In the past few decades, groundbreaking advances have emerged in early diagnosis, treatment, and management of CF, and those with the condition are now living to age 60 and beyond.1 Why, then, are life insurance companies not yet offering terms to those living with CF?

This article examines the improvement in CF life expectancy and survival, and why insurers might want to consider offering persons with CF limited term life cover.

What is CF?

Cystic fibrosis (CF) is an autosomal recessive genetic disorder. Two carriers of a faulty cystic fibrosis transmembrane conductance regulator (CFTR) gene have a 25% chance of having a child with the disorder.2 Research indicates that about one in 25 people carry a faulty CFTR gene.3

The CFTR gene produces the CFTR protein, which is responsible for producing sweat, mucus, saliva, tears, and some digestive enzymes. It also regulates the flow of water and chloride between intracellular and extracellular fluid. When the CFTR protein is not produced or produced in insufficient amounts, it results in the buildup of thick sticky mucus, which impairs the function of the sweat glands, lungs, pancreas, and digestive and reproductive systems.1

To date, more than 2,000 mutations have been identified in the CFTR gene, with F508del being the most common. Persons inheriting the same genetic mutation from each parent are said to be homozygous, but someone who inherits two different genetic mutations is said to be heterozygous.4 Some mutations cause more severe forms of the disease than others.

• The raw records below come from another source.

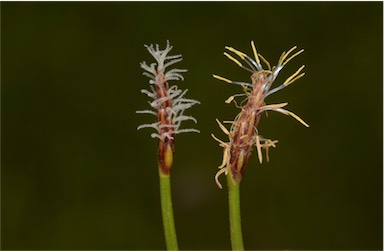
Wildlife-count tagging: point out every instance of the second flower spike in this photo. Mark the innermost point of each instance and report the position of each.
(243, 133)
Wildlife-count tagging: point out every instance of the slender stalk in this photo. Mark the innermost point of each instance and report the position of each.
(234, 213)
(167, 211)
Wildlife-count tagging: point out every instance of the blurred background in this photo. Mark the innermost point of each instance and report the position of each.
(76, 174)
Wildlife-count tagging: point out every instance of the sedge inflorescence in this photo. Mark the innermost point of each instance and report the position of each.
(169, 102)
(243, 134)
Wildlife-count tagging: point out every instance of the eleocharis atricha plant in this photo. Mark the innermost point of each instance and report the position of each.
(243, 133)
(169, 105)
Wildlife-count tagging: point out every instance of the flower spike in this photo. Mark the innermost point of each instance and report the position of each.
(169, 103)
(243, 133)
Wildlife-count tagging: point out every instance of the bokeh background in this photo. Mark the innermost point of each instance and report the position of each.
(76, 174)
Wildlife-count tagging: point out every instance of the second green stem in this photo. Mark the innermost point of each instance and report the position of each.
(234, 213)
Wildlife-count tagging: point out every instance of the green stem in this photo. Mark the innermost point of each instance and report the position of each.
(234, 213)
(167, 211)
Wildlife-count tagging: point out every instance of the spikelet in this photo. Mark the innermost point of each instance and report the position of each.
(243, 133)
(168, 102)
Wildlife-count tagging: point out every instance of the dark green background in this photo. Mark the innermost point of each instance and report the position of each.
(77, 175)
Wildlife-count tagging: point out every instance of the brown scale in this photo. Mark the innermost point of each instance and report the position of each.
(244, 127)
(164, 118)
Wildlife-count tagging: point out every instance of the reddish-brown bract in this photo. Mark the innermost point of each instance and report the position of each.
(164, 114)
(244, 128)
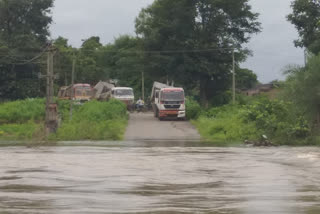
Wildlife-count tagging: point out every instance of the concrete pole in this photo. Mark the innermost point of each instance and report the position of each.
(233, 79)
(48, 89)
(72, 84)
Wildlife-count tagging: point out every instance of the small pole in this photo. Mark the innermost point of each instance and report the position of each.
(47, 91)
(72, 84)
(142, 85)
(233, 79)
(51, 110)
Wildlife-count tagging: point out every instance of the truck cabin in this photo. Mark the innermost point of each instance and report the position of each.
(78, 92)
(125, 95)
(82, 92)
(172, 96)
(122, 92)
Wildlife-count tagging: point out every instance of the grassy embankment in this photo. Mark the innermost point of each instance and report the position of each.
(249, 120)
(24, 120)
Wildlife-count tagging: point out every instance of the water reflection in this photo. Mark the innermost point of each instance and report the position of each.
(182, 177)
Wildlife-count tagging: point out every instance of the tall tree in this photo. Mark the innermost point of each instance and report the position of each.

CF is classified into seven different categories based on the patient’s level of functional impairment.

  • Class I to III: severe phenotype, i.e., little to no CFTR function

  • Class IV to VII: less severe phenotype, i.e., residual CFTR function 5

Incidence and Prevalence

Approximately 90,000 people worldwide currently live with CF, 30,000 in the U.S. and 50,000 in Europe.1, 6 Its prevalence is 7.97 and 7.37 per 100,000 population in the U.S. and in E.U. countries, respectively. About one in every 2,000 to 3,000 babies is diagnosed with CF, and incidence rates are around 1,000 new cases each year. Incidence varies significantly around the world, most likely due to genetic drift.5, 7, 8


When CF is suspected in a newborn, a sweat test is carried out between the ages of two days and four weeks to analyze chloride concentration. Sweat chloride testing is now done in conjunction with newborn screening (NBS) tests, which are usually conducted during the first week of life. The test analyzes dried blood spots for immunoreactive trypsinogen, as elevated levels of this digestive enzyme are indicative of CF.7, 9

Sweat chloride concentrations of >60 mmol/L (millimoles per liter) are highly indicative of CF. Those infants with little or no CFTR function generally have very high sweat test results (>90 mmol/L) and are more likely to require pancreatic enzyme replacement therapy.2, 7 If the result ranges from 30 to 59 mmol/L, the sweat test is usually repeated.

Surprisingly, most babies identified with CF are born to parents with no known family history of the disease.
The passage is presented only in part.